Extract text from pdf into external xml and grap specific words

Post by dkelly »

this should work as XPath allows math operations inside of an expression



/dn:extractcontent/dn:documents/dn:document/dn:pages/dn:page/dn:words/dn:word[last()-2]/@txt
tkittel
Member
Posts: 50
Joined: Thu Jul 21, 2011 7:30 am

Extract text from pdf into external xml and grap specific words

Post by tkittel »

Thank you Dwight,



I hoped it could be simple - but so simple!? ;o)



Best regards,

Thomas
freddyp
Advanced member
Posts: 1023
Joined: Thu Feb 09, 2012 3:53 pm

Extract text from pdf into external xml and grap specific words

Post by freddyp »

You have a solution for now, but if you ever have to revisit this problem and use the coordinate positions with some margin for rounding, then you should consider using an XSL transformation.

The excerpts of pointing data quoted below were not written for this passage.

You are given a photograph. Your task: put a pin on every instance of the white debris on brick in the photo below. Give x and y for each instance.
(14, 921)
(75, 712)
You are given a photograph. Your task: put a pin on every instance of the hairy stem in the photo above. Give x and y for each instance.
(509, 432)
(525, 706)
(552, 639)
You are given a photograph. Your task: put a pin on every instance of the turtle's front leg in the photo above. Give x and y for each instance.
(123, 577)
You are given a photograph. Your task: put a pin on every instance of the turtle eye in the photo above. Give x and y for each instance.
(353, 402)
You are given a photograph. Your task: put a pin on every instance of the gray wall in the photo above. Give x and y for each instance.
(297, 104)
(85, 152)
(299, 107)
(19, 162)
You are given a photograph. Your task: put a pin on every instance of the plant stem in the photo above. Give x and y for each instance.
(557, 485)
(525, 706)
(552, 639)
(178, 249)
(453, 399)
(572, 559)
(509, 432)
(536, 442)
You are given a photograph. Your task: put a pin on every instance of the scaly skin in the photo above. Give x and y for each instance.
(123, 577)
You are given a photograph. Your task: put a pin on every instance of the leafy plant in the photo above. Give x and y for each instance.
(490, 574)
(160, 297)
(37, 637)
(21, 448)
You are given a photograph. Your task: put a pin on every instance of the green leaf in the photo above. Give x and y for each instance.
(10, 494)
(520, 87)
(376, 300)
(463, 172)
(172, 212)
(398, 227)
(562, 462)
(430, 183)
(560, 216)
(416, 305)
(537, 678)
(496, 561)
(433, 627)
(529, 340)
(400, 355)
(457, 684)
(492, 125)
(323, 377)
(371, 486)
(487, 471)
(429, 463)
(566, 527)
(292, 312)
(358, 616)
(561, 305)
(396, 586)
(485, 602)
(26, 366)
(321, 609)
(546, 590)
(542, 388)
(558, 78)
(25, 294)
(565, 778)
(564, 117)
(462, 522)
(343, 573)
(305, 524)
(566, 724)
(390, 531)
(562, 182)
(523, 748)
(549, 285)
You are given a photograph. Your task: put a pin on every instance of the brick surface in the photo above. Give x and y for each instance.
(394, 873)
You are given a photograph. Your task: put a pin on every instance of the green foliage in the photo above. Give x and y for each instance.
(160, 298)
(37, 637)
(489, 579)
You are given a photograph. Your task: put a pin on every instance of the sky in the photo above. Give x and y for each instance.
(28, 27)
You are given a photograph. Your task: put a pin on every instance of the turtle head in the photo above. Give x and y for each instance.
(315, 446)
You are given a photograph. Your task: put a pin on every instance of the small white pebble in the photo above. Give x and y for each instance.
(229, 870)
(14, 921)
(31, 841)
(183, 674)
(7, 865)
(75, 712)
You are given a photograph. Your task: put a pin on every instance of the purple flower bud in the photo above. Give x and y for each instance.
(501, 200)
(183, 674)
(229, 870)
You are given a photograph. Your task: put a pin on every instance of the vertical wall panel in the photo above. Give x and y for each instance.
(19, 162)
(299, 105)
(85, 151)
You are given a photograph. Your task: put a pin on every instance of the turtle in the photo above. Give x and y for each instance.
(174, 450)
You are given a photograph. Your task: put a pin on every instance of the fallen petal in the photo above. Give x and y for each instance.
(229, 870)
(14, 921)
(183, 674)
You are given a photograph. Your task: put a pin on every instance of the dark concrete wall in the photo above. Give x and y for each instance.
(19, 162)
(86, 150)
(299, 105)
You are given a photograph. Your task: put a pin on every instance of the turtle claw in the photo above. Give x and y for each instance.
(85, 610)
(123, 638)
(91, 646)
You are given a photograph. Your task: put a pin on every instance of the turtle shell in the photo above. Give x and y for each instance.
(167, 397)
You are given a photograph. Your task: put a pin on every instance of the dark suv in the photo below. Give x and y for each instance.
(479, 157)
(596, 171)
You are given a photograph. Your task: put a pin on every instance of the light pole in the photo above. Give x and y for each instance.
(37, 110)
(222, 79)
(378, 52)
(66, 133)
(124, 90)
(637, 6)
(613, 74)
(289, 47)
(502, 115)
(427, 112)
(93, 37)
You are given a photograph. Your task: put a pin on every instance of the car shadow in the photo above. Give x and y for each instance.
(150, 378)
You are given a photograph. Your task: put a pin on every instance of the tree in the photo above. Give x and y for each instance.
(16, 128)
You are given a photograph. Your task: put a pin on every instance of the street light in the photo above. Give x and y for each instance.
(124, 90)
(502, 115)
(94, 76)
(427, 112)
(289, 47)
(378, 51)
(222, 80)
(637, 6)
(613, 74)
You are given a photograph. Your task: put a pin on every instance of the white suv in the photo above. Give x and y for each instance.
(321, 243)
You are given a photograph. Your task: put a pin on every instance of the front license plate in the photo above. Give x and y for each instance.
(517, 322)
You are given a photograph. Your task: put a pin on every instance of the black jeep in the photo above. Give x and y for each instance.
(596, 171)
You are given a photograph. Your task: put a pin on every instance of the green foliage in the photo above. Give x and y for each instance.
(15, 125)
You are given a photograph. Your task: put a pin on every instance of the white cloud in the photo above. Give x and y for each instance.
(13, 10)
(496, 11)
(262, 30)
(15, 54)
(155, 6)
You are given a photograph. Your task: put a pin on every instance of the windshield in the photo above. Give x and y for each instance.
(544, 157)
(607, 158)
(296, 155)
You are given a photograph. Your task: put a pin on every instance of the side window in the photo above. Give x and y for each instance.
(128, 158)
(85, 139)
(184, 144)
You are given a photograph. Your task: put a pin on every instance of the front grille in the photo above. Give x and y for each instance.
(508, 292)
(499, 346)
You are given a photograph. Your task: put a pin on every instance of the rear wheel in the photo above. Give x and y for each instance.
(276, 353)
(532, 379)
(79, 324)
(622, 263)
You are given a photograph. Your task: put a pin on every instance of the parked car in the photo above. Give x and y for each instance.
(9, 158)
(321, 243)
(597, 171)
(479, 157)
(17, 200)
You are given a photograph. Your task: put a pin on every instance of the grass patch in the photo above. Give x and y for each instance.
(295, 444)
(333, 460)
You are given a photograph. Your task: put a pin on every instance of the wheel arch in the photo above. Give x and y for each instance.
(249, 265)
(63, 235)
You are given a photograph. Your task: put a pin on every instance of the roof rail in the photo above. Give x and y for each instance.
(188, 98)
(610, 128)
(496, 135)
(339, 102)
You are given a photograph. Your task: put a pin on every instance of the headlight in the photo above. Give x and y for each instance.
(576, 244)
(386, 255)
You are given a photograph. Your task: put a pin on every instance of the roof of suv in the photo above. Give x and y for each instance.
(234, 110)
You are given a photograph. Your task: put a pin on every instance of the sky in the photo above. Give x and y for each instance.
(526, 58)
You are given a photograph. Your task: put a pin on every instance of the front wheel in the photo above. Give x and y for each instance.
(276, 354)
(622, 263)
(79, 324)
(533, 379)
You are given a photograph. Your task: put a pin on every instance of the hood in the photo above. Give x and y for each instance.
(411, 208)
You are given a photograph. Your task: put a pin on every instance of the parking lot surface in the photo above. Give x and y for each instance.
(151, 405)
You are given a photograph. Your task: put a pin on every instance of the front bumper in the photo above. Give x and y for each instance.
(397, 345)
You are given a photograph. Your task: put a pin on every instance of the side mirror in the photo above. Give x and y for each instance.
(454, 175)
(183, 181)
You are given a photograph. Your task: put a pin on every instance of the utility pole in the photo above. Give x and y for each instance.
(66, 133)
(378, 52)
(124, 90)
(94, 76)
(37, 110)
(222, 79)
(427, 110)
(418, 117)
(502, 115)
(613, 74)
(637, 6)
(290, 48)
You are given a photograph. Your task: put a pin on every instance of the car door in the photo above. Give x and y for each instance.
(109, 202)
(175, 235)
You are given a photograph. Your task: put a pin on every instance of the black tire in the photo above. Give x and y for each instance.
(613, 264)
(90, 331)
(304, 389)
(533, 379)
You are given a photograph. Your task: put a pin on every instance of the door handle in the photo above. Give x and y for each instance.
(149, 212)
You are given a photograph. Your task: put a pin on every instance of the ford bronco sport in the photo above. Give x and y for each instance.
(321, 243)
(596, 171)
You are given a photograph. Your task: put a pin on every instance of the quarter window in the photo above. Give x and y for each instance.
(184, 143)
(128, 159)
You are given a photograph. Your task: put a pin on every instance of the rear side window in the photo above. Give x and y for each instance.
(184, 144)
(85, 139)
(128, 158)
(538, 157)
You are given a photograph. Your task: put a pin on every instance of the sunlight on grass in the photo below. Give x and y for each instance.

In XSL it is easier to test for multiple conditions like a value in the XML being in between values, and if that is the case and only then do you transfer it to the new XML you are creating. That new XML can be dead simple:

This is what I need

making the XPath to the required information also dead simple: /text.



Freddy
tkittel
Member
Posts: 50
Joined: Thu Jul 21, 2011 7:30 am

Extract text from pdf into external xml and grap specific words

Post by tkittel »

Hello Freddy,



thank you for your additional answer which sound like the optimal solution I'm searching for me. At the moment unfortunately I've only very poor knowledge about xslt transformations. I played around with some very simple examples using .xsl and .dtd which worked fine.



For my challenge there are at minimum two problems I've no idea how to solve:

1. Detecting the words to extract using a range of their positions

2. Adding one additional space between every extracted word, except the last one (see also comment in the resulting xml)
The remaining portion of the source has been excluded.